— Что вы почувствовали? Что работали в выходные дни? Так мы и без ассоциации от 10 до 16, когда надо и без выходных и за гораздо меньшую зарплату... потому что было товарищество. Ведь это гениально подмечено у Эрдмана в «Летучей мыши»: согласна играть самую большую роль за самую маленькую зарплату. Ведь это же природа актера. Я почувствовал ассоциацию только в конверте.
Бортник:
— А я и это не почувствовал.
Любимов 22-го отвалит из Берлина. 23-го у него первая репетиция, и он должен же отдохнуть и с мыслями собраться. Значит, важно выиграть сегодня. «Ты мне скажи, они-то будут считать или нет?» Без конца и края один и тот же у смирняги разговор.
Антонина! Сестра моя! Я вспоминал тебя на сцене, как умирала ты, как уходила из жизни, а жизнь из тебя, как ты села на кухне и поняла, что самой тебе до кровати не дойти... Нет, ты не позвала мать, она сама почуяла... нет, ты не упала, ты просто села и поняла, очевидно, что вот и смерть! Господи, приюти мою сестру! Я вспоминаю тобой и всей родней любимого повесившегося Сашу.
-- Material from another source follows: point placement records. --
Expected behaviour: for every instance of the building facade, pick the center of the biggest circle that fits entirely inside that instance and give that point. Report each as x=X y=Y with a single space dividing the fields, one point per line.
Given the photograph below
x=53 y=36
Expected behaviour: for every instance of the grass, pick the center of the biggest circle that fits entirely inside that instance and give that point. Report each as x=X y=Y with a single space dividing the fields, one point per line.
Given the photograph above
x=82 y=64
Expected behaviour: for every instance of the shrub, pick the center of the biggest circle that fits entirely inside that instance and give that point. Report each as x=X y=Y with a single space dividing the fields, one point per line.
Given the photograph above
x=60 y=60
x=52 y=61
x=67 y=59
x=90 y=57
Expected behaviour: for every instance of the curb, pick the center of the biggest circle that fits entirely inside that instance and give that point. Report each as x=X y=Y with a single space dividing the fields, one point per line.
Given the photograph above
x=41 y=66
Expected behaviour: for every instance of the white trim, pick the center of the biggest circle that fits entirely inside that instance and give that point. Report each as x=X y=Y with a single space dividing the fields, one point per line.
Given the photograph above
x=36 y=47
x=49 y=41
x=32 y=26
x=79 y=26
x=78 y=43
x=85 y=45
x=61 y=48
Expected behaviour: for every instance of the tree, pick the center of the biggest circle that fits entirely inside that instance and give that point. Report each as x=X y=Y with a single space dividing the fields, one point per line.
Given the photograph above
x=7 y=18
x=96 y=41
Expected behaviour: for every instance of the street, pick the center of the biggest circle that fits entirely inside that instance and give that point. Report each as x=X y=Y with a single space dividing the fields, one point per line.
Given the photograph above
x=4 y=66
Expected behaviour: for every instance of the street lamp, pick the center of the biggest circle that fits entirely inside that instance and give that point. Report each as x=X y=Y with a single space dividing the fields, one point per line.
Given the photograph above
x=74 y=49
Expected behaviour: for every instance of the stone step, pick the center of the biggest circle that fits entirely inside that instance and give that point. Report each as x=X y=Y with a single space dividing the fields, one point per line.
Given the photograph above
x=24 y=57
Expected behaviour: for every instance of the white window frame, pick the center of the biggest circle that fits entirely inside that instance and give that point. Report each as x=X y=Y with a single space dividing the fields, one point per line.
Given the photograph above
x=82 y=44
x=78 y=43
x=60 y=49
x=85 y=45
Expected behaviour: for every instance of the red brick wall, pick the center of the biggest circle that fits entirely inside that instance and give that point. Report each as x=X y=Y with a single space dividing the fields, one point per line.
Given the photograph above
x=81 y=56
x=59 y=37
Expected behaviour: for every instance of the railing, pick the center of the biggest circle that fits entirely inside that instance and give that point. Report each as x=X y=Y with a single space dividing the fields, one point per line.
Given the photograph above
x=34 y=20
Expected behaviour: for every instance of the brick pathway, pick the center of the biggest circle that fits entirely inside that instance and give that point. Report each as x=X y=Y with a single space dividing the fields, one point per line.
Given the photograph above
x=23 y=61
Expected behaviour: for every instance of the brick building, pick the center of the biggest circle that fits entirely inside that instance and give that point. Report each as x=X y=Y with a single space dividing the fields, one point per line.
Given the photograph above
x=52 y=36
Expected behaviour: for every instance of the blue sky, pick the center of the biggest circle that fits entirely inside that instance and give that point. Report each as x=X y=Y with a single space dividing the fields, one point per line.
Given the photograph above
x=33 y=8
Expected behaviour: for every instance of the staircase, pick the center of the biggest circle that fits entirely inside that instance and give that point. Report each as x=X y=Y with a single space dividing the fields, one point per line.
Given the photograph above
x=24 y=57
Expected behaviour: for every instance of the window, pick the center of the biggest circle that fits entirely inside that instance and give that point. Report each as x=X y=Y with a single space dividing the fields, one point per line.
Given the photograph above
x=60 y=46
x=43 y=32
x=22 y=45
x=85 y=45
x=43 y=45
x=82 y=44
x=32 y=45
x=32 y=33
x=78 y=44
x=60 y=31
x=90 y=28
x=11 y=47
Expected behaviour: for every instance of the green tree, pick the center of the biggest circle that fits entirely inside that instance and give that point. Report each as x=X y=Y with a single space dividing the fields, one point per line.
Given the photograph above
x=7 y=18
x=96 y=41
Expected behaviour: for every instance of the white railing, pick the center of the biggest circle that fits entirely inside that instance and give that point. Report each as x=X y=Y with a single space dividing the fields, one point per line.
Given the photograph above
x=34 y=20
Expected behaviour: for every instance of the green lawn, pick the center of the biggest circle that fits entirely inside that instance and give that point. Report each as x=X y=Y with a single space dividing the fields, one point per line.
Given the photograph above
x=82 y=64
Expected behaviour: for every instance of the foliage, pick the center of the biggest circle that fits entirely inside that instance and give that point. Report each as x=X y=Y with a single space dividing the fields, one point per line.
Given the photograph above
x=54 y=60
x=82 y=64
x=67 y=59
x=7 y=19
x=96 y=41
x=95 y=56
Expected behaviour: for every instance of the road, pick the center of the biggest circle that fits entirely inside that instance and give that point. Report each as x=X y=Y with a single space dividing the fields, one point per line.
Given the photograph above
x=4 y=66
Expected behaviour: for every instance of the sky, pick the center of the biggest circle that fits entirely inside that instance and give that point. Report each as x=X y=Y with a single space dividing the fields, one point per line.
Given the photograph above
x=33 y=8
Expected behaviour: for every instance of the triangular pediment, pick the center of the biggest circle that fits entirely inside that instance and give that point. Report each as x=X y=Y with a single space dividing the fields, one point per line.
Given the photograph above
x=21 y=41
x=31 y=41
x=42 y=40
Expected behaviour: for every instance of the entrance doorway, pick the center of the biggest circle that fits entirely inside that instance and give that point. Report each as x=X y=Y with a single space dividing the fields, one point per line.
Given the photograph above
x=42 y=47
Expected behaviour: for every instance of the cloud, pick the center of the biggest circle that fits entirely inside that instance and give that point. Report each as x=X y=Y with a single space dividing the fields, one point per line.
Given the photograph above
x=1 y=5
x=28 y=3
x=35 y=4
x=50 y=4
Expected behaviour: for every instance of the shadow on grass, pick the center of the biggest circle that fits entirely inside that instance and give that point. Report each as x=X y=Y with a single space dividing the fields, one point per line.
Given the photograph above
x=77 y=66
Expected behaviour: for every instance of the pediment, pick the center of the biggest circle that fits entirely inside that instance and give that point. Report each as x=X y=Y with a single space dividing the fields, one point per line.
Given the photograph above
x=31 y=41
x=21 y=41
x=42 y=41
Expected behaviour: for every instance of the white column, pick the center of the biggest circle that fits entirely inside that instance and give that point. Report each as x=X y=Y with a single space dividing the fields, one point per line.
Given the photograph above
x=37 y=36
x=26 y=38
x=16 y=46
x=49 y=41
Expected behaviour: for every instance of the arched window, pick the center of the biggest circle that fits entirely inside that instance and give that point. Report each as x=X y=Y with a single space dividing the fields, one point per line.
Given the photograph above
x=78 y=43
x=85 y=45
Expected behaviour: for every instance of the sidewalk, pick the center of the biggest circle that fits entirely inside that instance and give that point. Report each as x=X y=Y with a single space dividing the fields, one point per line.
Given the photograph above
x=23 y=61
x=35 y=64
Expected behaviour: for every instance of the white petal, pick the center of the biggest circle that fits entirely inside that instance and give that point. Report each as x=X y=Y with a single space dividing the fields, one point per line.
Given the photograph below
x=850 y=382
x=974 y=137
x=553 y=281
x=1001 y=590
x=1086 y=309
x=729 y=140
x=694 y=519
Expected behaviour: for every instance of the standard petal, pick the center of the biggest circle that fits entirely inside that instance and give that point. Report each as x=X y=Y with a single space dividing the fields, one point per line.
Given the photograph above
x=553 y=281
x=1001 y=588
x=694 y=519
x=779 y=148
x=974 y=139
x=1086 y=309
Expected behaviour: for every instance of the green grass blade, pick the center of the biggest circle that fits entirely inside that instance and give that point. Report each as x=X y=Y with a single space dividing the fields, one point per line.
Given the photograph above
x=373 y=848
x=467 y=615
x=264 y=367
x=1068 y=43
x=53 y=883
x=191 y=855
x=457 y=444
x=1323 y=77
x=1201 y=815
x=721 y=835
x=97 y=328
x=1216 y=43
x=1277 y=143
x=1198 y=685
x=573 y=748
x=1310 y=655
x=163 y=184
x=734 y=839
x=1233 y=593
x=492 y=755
Господи! Да как же вас жизнь ударила! Простите меня, Тоня и Саша, но вы были со мной на сцене и — вот беда! — мертвые давали силу «Живому».
22 сентября 1990 г. Суббота. «Гамбург», № 706
«Хорошо играл... хорошо играл финал», — сказал на поклонах шеф. Спасибо тебе, шеф. И жалко мне тебя. Но ты любишь сына, это судьбы подарок тебе, к «закату солнца»... Только не ври, что гастроли в США или Японии нужны только нам. Мне, например, они на... не нужны, они в первую очередь нужны тебе. Ты же от ассоциации огромные купоны стрижешь за свои старые работы. И на здоровье! Ты заслужил это, а так как ты в некотором смысле (денег) стал западным работником...
Ельцин попал в автомобильную катастрофу, увезен в больницу. Что же это творится? Четвертое нападение. Хоть бы все обошлось. Спаси его и помилуй, Господи! Опять не принята экономическая программа, теперь не собрали кворум. Нельзя голосовать, ...твою мать. Скорей бы домой. Что там с Тамарой, с Сережей? Тревожные дни все еще идут.
«Хорошо играл... легко, хорошо», — сказали шеф и Глаголин. На сцене, на поклонах, мы спели шефу «С нашим атаманом не приходится тужить». Шеф был тронут. Просил меня организовать небольшую группу для ресторана. «Попойте, кормят все-таки». Спектакль принимали по реакциям... хохот, аплодисменты... русская публика, что ли... все довольны. Голос у меня звучал почему-то лучше, чем вчера, а это у меня шестой спектакль, с возрастающими нагрузками. Нет, шеф. И русский артист бывает выносливым, все зависит от квалификации, а не от того, что один крестьянин, другой лорд.
23 сентября 1990 г. Воскресенье — отдай Богу
Последние часы мы в Западном Берлине, последние даже дни. Третьего октября воссоединение — и не будет ни Западного, ни Восточного. Пока я вроде не заболел, голос, слава Богу, не сорвал. Светит мне в окно солнце и аккумулирует меня энергией, женщины мне пока не снятся, организм, парализованный лекарствами, с трудом справляется с ними к вечеру. Хорошая зарядка, только сегодня стояние на голове по времени достигло московского, когда месячник и лучшая форма. Хотел я себе сегодня разгрузочный день устроить, но соблазняет меня идея меда с кофе. И собираться в казармы. Накануне, когда был прощальный гешефт в театре, устроенный этой старой дамой, прощались военные коменданты Западного Берлина, американцы, англичане, французы... Здорово и трогательно. Третьего октября они покинут Западный Берлин. А мы враскорячку, как сказала Валерия.
30 сентября 1990 г. Воскресенье
Любимов: «Что ты с собой делаешь? Ты себя не жалеешь, но детей своих пожалей, ведь у тебя же дети!»
Я тоскую и плачу. Николай мне выговор сделал — не мог дозвониться до Тамары, взял мой паспорт, что-то оформил. «К Чернецову сразу по приезде». Господи! Вот беда-то. Ничего я не купил. Опять как в Иерусалиме. Любимов в благодушии, по-моему, эта ассоциация только ему нужна, и он просто грабит. Ладно, пойду пошатаюсь. Господи, уповаю на тебя!